Top sportsmen, actors, musicians

The amazing thing is that you get guys like top sportsmen who want to be a few inches taller when away from the field. Actors (in huge huge quantities), musicians etc.

One of my great inspirations to add height (and I am tall myself) was a v v tall musician who came to my clubs in the early days in a group (waaaaay taller than anyone else) and I realised the boots he wore were designed to make him even taller. I also, as a kid in my late teens just starting in the business, worked for a club promoter who actually showed me one day in confidence that he added height! He told me of about a dozen really well known guys who did the same. But of course the caveat was that you were now in the ‘circle’ and there was no way you could ever blab or gossip with detail. If you ever call someone out or puncture their valuable brand/image then you yourself are basically at the end of the road in any business where you want the involvement of these people.

Impossible to detect

This is the real point – elevators are now sophisticated, technically clever and impossible to detect up to a certain height level. Above that level in the public eye and you need to think more carefully about what you wear and how.One action actor I know very well from my clubs (again already very tall and built) is famous for being big. And daily he wears stuff like 3 inch elevators and Cuban heel boots with big lifts in them.
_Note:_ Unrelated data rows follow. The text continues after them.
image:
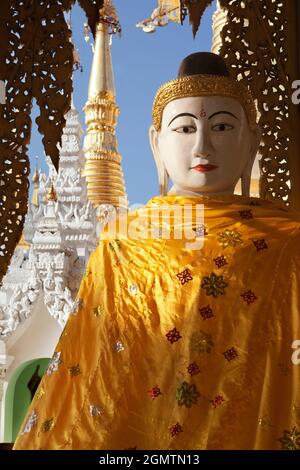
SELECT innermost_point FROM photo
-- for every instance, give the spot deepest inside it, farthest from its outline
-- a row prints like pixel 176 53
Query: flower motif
pixel 95 411
pixel 220 261
pixel 98 311
pixel 118 347
pixel 193 369
pixel 30 423
pixel 265 422
pixel 201 230
pixel 47 425
pixel 254 203
pixel 230 354
pixel 133 289
pixel 39 393
pixel 230 238
pixel 175 430
pixel 290 439
pixel 154 392
pixel 187 395
pixel 249 297
pixel 77 305
pixel 217 401
pixel 173 336
pixel 206 312
pixel 54 363
pixel 74 370
pixel 260 244
pixel 184 277
pixel 214 285
pixel 201 342
pixel 247 214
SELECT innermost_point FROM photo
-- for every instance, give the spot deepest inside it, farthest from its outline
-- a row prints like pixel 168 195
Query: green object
pixel 18 396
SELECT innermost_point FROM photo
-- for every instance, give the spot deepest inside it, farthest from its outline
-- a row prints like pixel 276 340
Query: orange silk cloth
pixel 175 348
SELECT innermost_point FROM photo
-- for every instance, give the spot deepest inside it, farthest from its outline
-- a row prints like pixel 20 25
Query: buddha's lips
pixel 204 168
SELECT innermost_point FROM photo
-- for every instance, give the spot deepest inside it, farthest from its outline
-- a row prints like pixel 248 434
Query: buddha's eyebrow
pixel 180 115
pixel 223 112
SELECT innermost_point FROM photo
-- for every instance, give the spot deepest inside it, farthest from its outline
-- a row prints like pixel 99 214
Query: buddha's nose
pixel 202 147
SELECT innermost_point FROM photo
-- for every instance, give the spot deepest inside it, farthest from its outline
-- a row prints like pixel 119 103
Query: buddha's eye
pixel 222 127
pixel 185 129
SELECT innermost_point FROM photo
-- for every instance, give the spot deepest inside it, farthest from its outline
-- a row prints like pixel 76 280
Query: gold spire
pixel 103 171
pixel 35 180
pixel 51 194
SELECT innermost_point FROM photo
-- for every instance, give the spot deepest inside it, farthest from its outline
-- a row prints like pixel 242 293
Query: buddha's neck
pixel 175 191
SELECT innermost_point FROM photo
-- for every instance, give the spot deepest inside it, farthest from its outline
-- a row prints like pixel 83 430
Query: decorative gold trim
pixel 202 85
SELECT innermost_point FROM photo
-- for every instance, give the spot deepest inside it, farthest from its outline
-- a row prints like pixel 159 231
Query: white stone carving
pixel 61 234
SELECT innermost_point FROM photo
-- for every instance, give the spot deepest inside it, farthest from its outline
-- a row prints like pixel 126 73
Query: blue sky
pixel 142 62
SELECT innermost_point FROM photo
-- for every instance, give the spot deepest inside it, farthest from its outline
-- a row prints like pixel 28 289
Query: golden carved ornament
pixel 261 47
pixel 202 85
pixel 36 61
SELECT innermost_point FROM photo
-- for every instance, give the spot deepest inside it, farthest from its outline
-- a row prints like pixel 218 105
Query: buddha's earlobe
pixel 246 175
pixel 161 170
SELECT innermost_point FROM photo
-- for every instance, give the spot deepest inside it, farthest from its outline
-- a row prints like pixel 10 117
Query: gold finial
pixel 51 194
pixel 108 15
pixel 103 170
pixel 35 177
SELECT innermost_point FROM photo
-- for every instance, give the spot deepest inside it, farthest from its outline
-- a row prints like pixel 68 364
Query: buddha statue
pixel 170 345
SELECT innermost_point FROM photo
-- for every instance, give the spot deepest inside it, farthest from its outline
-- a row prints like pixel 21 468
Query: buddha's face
pixel 205 144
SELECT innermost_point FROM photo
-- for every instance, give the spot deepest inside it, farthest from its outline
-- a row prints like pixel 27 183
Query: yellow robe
pixel 171 347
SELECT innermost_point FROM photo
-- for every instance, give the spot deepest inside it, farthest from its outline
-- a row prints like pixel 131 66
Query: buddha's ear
pixel 161 170
pixel 254 146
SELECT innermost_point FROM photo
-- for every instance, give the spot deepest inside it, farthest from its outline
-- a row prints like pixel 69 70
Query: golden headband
pixel 202 85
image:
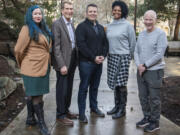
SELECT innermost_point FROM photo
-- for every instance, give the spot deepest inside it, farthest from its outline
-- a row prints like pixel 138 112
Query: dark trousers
pixel 149 93
pixel 64 87
pixel 90 75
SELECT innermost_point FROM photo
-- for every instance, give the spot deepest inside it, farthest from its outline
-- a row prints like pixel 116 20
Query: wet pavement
pixel 99 126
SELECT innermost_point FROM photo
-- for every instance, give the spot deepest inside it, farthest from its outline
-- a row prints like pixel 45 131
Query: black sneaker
pixel 144 122
pixel 97 112
pixel 83 119
pixel 153 126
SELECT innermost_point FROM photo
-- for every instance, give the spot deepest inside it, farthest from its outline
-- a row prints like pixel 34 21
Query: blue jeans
pixel 90 75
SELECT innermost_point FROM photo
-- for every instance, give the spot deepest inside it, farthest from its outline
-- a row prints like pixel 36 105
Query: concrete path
pixel 98 126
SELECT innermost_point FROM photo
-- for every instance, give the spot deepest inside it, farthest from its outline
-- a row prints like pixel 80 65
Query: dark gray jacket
pixel 62 47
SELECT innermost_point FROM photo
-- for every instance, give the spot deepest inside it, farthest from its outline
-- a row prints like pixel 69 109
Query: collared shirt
pixel 70 31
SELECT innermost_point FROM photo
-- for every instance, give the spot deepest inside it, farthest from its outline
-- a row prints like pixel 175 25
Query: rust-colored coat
pixel 32 57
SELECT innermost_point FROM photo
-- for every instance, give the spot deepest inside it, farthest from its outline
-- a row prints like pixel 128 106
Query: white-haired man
pixel 148 55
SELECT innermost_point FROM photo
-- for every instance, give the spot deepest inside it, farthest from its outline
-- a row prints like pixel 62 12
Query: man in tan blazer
pixel 64 61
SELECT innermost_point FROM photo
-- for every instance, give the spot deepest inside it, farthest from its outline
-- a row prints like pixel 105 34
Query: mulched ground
pixel 10 107
pixel 170 97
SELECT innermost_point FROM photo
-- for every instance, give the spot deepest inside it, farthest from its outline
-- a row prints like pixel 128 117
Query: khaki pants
pixel 149 93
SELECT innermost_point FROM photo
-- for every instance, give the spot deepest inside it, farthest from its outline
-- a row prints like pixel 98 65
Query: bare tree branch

For nights out and partying when he wants to look enormous and his feet are not in full view through potential photographs, he wears the thicker soled 5 or 6 inch elevators and everyone is ‘OMG he is just SO big wow’ etc.

 

His aim is always to keep that image up. And there is a lesson for all the rest of us mere mortals – it is that we too have an image we want to foster and then maintain, albeit not to the same degree for most. And if you are reading this, then added height is pretty much likely to be part of what you wantfor your image. The other lesson is that celebs are shameless in creating that image – and if they are, we should be too. It’s what I fortunately learned in my late teens back then. No shame, no embarrassment, no coyness. Just get on and do it and reap the rewards.